In the equal difference series an, a1 1, d 3 is known in the equal ratio series bn, b1 2, q 2, then

1) an=a1+(n-1)d=1+(n-1)*3=3n-2bn=b1*q^(n-1)=2*2^(n-1)=2^n2) b4=2^4=16

If it is in, then 3n-2=16 3n=18 n=9 is the 9th term.

3) b6=a22=64

b8=86=256

b10=a342=1024

bn=2＾an

bn+1=2 lead stool an+1

bn+1 bn=2 an+1 an=2 an=2 (an+1-an)=2 d

bn) is a proportional series.

The number series {an} and {bn} are both equal difference series.

Let the tolerance of the series {an} be da, and the tolerance of {bn} is db1+b1=7

a3+b3=a1+2da+b1+2db=7+2(da+db)=21da+db=7

a5+b5a1+4da+b1+4db

a1+b1+4(da+db)

The sum of the tolerances of the two series is 7, so 28+7=35

c1=1=a1+b1 b1=0 a1=1

c2=1=a2+b2 a1q+b1+d=1 q+d=1c3=2=a3+b3=a1q 2+b1+2d q 2+2d=2 q=2 d=-1

The sum of the first 10 terms of the sequence {cn} = the sum of the first 10 terms of the sequence {an} + the sum of the first 10 terms of the series {bn}.

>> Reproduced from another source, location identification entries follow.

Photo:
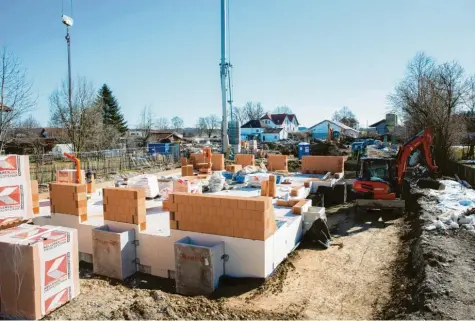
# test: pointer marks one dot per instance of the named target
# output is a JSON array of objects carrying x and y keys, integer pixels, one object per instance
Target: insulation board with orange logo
[
  {"x": 15, "y": 187},
  {"x": 39, "y": 270}
]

The sum of the first ten terms of the number series {evoking the skin an} of the first ten terms of the chain = a1 (1-2 10) (1-2) = 2 10-1 = 511

Wait, I'll do the math.

a3+a5=2a4=b4

i.e. 2+6d=q 3---1).

Because b2b3=a8

That is, q*q 2=1+7d

q^3=1+7d---2)

1) (2) Synopids d=1, q=2

So s10 = (1 + 10) * 10 2 = 55

t10=(2^10-1)/(2-1)=1023

Let the tolerance be d and the tolerance be q

a2=b2a1+d=b1q

a1 = 1, b1 = 1 substitution, get.

d+1=qd=q-1

2a3-b3=1

2(a1+2d)-b1q²=1

a1=1, b1=1 substitution, arrangement, getting.

d=(q²-1)/4

q-1=(q²-1)/4

Finish, get (q-1)(q-3)=0 get q=1 or q=3(1) when q=1.

d=q-1=1-1=0

an=a1+(n-1)d=1+0·(n-1)=1bn=b1qⁿ⁻¹=1·1ⁿ⁻¹=1

The general formula for the series is an=1, and the formula for the series is bn=1(2) when q=3.

d=q-1=1-1=2

an=a1+(n-1)2=1+2· (n-1)=2n-1bn=b1q =1·3 =3 The general formula for the series is an=2n-1, and the general formula for the series is bn=3

Let the tolerance d and the tolerance q be brought to the last two formulas respectively, and you can find them.